Beginning with some meticulous fingerpicking from Auerbach, this El Camino gem shifts on its heels around half-way through its run-time, lurching from the intro’s delicate musing into an enormous sounding, heavy rock powerhouse. With serpentine leads slithering around the fringes of the mix, …Submarines ends with some of the most explosive riffing on the band’s 2011 album. Though it owes an unmistakable debt to Led Zeppelin’s masterpiece Stairway to Heaven, Little Black Submarines demonstrates Auerbach and Carney’s mastery of light and shade – a juxtaposition hit upon late in the day when neither a purely loud or quiet approach was working. “We actually did that song in two versions, an acoustic one and an electric one and spliced them together.” Dan told Rolling Stone “I think that the electric half of that song is the closest representation of our live show than anything we’ve done before.” The delirious mania of the song’s final section hinges on the fact that it’s actually the very first take, captured when the pair were still just exploring the basic idea.

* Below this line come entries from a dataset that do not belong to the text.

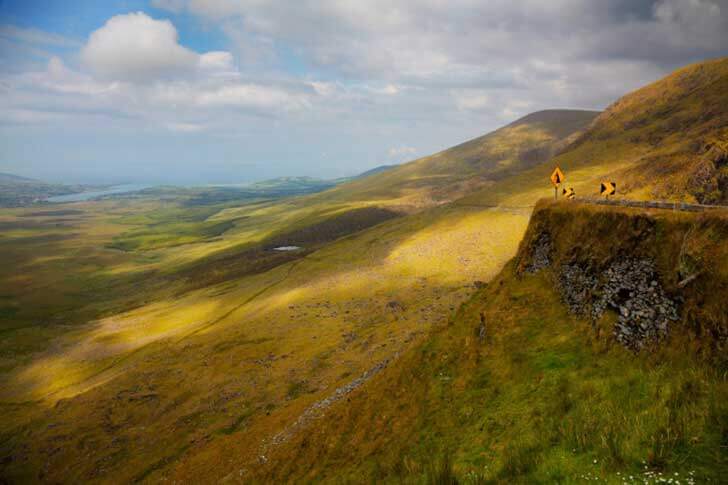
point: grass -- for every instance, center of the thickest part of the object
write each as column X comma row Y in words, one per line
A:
column 543, row 399
column 178, row 357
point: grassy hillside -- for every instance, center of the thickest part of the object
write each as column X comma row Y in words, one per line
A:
column 516, row 388
column 459, row 170
column 668, row 140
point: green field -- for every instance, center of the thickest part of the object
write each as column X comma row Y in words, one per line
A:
column 160, row 336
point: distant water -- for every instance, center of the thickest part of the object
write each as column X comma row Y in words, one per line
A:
column 116, row 189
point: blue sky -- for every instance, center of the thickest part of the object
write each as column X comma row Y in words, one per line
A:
column 213, row 91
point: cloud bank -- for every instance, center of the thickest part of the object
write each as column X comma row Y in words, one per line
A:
column 349, row 78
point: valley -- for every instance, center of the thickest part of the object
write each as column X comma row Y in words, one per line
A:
column 162, row 337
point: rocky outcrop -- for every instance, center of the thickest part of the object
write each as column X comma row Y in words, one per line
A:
column 629, row 287
column 540, row 254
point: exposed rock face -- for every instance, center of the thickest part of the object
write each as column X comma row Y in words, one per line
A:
column 629, row 287
column 644, row 310
column 540, row 254
column 577, row 286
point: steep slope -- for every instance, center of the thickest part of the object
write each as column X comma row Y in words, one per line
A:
column 670, row 138
column 196, row 385
column 459, row 170
column 521, row 386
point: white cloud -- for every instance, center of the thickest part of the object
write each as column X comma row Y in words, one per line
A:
column 36, row 37
column 471, row 99
column 137, row 48
column 185, row 127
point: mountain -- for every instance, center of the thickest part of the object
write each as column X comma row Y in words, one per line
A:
column 667, row 140
column 376, row 170
column 8, row 178
column 460, row 170
column 202, row 353
column 523, row 384
column 16, row 191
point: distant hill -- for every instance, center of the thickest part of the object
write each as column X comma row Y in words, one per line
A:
column 8, row 178
column 462, row 169
column 668, row 140
column 376, row 170
column 17, row 191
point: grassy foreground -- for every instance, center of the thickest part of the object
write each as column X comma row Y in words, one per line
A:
column 541, row 396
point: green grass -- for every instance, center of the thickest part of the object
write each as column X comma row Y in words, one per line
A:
column 544, row 398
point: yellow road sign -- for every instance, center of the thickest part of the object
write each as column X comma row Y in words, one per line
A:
column 608, row 188
column 557, row 177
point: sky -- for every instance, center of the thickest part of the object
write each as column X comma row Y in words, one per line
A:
column 233, row 91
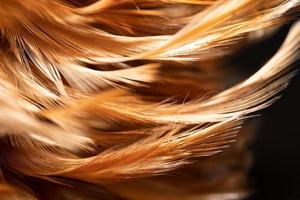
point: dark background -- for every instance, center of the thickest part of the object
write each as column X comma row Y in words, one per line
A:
column 276, row 169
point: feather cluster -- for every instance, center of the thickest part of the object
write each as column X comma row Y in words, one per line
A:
column 104, row 99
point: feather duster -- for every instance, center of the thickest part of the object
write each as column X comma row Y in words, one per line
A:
column 134, row 99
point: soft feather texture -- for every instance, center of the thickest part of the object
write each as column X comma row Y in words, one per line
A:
column 108, row 91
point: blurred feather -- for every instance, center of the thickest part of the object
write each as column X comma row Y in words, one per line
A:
column 104, row 99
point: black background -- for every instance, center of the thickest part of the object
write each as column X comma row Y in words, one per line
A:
column 275, row 173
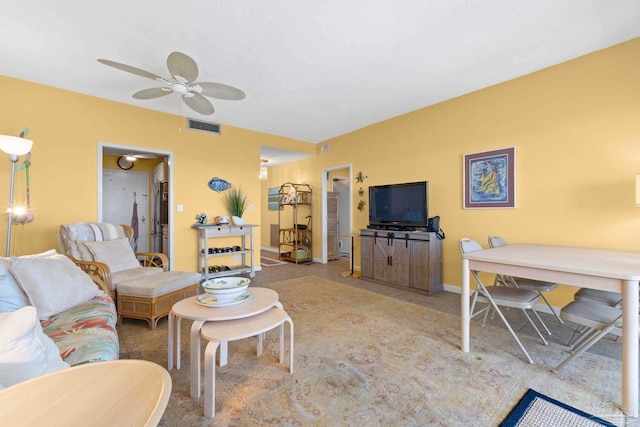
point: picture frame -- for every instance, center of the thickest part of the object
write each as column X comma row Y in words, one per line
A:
column 489, row 179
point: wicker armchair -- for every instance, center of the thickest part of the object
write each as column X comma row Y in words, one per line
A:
column 140, row 282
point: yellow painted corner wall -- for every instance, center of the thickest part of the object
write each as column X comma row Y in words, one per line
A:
column 67, row 127
column 576, row 129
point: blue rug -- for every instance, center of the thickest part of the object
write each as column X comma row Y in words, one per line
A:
column 535, row 409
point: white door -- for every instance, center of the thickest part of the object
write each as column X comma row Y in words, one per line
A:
column 125, row 200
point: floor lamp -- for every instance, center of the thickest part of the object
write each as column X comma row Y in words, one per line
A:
column 15, row 147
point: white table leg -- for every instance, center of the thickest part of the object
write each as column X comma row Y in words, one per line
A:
column 464, row 307
column 224, row 353
column 195, row 357
column 171, row 342
column 630, row 348
column 210, row 379
column 260, row 344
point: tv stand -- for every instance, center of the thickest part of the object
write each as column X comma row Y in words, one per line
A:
column 395, row 227
column 407, row 259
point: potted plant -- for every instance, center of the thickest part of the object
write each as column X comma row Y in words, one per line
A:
column 237, row 204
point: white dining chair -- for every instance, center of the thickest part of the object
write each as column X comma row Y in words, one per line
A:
column 598, row 319
column 502, row 296
column 538, row 286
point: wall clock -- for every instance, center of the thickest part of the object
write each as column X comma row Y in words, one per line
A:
column 125, row 164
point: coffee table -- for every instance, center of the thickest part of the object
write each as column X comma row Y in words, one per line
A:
column 261, row 300
column 115, row 393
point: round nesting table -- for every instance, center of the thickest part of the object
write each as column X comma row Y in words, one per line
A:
column 261, row 300
column 123, row 393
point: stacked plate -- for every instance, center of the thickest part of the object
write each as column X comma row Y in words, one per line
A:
column 226, row 289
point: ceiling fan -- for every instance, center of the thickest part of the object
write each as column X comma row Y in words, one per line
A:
column 184, row 72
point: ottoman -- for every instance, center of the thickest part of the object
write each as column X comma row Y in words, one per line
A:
column 151, row 297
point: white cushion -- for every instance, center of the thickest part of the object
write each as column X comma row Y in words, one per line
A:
column 159, row 284
column 12, row 297
column 53, row 284
column 25, row 351
column 117, row 254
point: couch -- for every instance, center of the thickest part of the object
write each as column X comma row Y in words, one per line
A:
column 52, row 316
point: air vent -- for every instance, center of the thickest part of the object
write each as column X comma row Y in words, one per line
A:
column 203, row 126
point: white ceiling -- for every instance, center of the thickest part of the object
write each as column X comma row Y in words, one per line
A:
column 312, row 70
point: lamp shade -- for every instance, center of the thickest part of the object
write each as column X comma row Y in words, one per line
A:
column 15, row 145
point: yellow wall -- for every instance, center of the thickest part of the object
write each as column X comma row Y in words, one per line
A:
column 576, row 129
column 66, row 128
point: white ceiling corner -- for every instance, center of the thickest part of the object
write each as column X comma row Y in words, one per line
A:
column 311, row 70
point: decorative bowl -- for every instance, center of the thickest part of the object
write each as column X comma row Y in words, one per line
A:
column 226, row 289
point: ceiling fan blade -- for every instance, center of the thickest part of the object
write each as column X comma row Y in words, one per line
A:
column 154, row 92
column 129, row 69
column 182, row 65
column 220, row 91
column 199, row 104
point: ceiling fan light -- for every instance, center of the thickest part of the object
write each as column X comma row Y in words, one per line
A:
column 179, row 88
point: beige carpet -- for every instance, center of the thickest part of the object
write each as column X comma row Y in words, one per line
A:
column 366, row 359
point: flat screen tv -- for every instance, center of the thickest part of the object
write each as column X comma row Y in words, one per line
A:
column 399, row 205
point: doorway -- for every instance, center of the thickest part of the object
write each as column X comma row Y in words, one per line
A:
column 128, row 196
column 167, row 157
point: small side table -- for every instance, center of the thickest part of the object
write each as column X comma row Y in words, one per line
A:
column 348, row 273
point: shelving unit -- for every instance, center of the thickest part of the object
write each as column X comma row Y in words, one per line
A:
column 294, row 219
column 230, row 232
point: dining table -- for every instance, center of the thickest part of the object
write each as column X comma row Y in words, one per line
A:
column 604, row 269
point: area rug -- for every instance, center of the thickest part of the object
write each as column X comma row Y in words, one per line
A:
column 535, row 409
column 270, row 262
column 366, row 359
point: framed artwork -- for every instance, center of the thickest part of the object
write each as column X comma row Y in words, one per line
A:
column 272, row 198
column 489, row 179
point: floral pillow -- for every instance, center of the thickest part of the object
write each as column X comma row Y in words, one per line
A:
column 25, row 351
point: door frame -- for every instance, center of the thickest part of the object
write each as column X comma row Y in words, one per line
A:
column 323, row 180
column 105, row 147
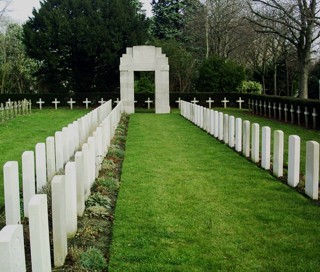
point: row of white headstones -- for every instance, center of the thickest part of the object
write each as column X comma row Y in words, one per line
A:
column 237, row 134
column 276, row 111
column 11, row 109
column 87, row 140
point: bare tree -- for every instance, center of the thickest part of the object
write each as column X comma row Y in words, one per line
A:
column 294, row 21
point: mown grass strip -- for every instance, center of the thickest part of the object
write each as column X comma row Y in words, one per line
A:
column 189, row 203
column 24, row 132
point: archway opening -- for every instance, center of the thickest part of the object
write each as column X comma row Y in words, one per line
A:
column 144, row 89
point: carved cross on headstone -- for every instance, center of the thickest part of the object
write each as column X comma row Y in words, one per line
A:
column 87, row 102
column 15, row 108
column 148, row 102
column 292, row 114
column 314, row 118
column 280, row 111
column 298, row 113
column 117, row 101
column 264, row 108
column 224, row 102
column 210, row 101
column 2, row 112
column 274, row 110
column 240, row 101
column 285, row 113
column 56, row 102
column 71, row 102
column 306, row 113
column 40, row 102
column 179, row 102
column 269, row 108
column 101, row 101
column 260, row 107
column 194, row 101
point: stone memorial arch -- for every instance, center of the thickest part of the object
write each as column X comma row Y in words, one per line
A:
column 144, row 58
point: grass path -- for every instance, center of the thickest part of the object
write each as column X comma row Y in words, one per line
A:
column 189, row 203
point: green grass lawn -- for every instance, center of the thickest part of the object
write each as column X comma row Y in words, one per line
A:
column 288, row 129
column 189, row 203
column 24, row 132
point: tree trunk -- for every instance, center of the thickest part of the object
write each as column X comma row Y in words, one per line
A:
column 303, row 79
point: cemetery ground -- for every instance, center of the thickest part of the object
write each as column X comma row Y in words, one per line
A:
column 189, row 203
column 25, row 131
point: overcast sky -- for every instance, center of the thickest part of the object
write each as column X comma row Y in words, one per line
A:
column 20, row 10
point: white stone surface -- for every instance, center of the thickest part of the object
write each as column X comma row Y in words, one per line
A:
column 231, row 131
column 144, row 58
column 59, row 151
column 246, row 138
column 11, row 193
column 41, row 166
column 51, row 158
column 220, row 116
column 59, row 226
column 12, row 254
column 216, row 124
column 266, row 147
column 71, row 198
column 226, row 128
column 39, row 234
column 255, row 143
column 278, row 146
column 238, row 136
column 80, row 183
column 293, row 160
column 28, row 179
column 312, row 170
column 87, row 170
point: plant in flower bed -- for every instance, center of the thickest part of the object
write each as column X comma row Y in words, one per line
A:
column 89, row 249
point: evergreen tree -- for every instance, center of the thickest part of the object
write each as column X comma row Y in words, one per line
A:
column 80, row 42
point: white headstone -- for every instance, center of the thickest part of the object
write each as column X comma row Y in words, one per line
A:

1. I Got Mine (Attack and Release, 2008)

Finding a perfect balance between that unchained early ‘Keys sound and a first step into a modern production aesthetic, the Attack and Release peak I Got Mine has become one of Auerbach and Carney’s biggest crowd-pleasers. Built around one of the most enduring riffs in The Keys’ songbook (and one of the easiest to learn), the brutish lead riff consists of simple rhythmic pentatonic pattern that spoils for a fight underneath a rhythmic open E string, pounded into shape by Pat’s relentless beat. It’s one of their toughest sounding cuts. When performed live, the I Got Mine’s underlying force is laid bare (as demonstrated by a now legendary clip of the duo performing it on Letterman in 2008). Though some would bemoan the direction that the 2010s would take the band, here are the first fruits of the duo’s relationship with Danger Mouse solidly balanced their organic power with the production clout that would reel in thousands of new listeners.